The second point is that this is hardly an onerous ruling for Argentina. To pay cash to the holdouts that won the trial requires to allocate between 1% and 2% of its annual tax receipts. Hardly an economic burden. Third, the fact that debt could reach 1/3 of GDP per capita might be the right number, but not the right interpretation as presented by Stiglitz and Guzman. Debt is a stock; GDP per capita is a flow. A stock/flow ratio shouldn’t be read as if the whole stock has to be paid with only one flow. This high debt does not have to be paid in one year and does not materialize immediately as other holdouts also need to go to court. Furthermore, because RUFO expires at the end of 2014, Argentina can renegotiate before other holdouts get a positive ruling in the courts of law. I think that Stiglitz and Guzman are overstating the economic impact of observing the court’s ruling.

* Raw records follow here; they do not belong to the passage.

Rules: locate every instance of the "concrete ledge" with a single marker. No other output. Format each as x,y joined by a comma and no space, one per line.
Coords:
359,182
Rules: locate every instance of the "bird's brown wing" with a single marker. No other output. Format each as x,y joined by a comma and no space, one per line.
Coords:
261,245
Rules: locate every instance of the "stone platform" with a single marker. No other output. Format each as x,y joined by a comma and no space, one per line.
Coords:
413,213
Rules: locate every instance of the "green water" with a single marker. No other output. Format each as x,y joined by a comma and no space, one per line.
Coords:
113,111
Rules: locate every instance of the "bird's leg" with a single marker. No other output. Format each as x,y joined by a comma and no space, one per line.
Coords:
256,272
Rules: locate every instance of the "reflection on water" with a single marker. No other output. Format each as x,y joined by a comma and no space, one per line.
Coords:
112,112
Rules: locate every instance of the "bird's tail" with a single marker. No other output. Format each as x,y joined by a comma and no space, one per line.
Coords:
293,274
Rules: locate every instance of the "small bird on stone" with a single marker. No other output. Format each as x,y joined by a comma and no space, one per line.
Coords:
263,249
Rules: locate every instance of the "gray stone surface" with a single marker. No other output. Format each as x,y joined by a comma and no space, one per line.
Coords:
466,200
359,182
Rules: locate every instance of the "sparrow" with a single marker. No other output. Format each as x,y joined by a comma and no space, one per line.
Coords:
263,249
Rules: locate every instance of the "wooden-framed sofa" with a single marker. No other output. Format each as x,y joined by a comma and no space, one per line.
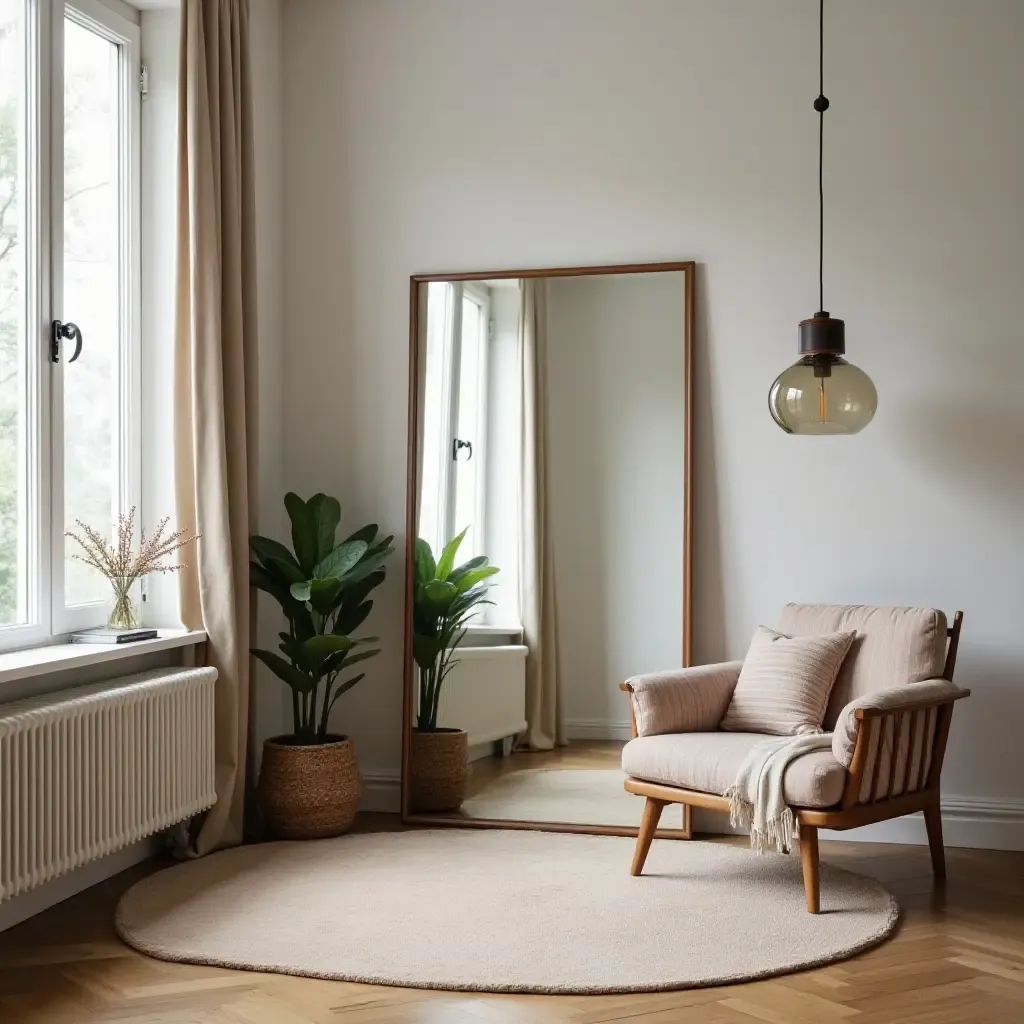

Besides these differences of interpretation on the ruling of the Argentine vs NML case (I rather avoid terms like “vulture investors” that Stiglitz and Guzman use because I found them to be too loaded with negative connotations, more appropriate of Argentina’s domestic populist political discourse than that of an objective discussion), I see the ruling favoring rather than hurting international financial markets. This case is not subject to “contract interpretation”, but is a case of “contract enforcement.” Investors, most likely, would rather lend funds to developing countries under a court of law like NY where contracts are enforced than under Stiglitz and Guzman’s principles where the contract specifications can be ignored at the convenience of the debtor. For this reason, developing countries should welcome Griesa’s ruling because it reduces the risk associated to lend to sovereign countries. Finally, Griesa’s ruling could help countries like Argentina to achieve the so much needed but so elusive fiscal discipline that has been the root of so many economic imbalances.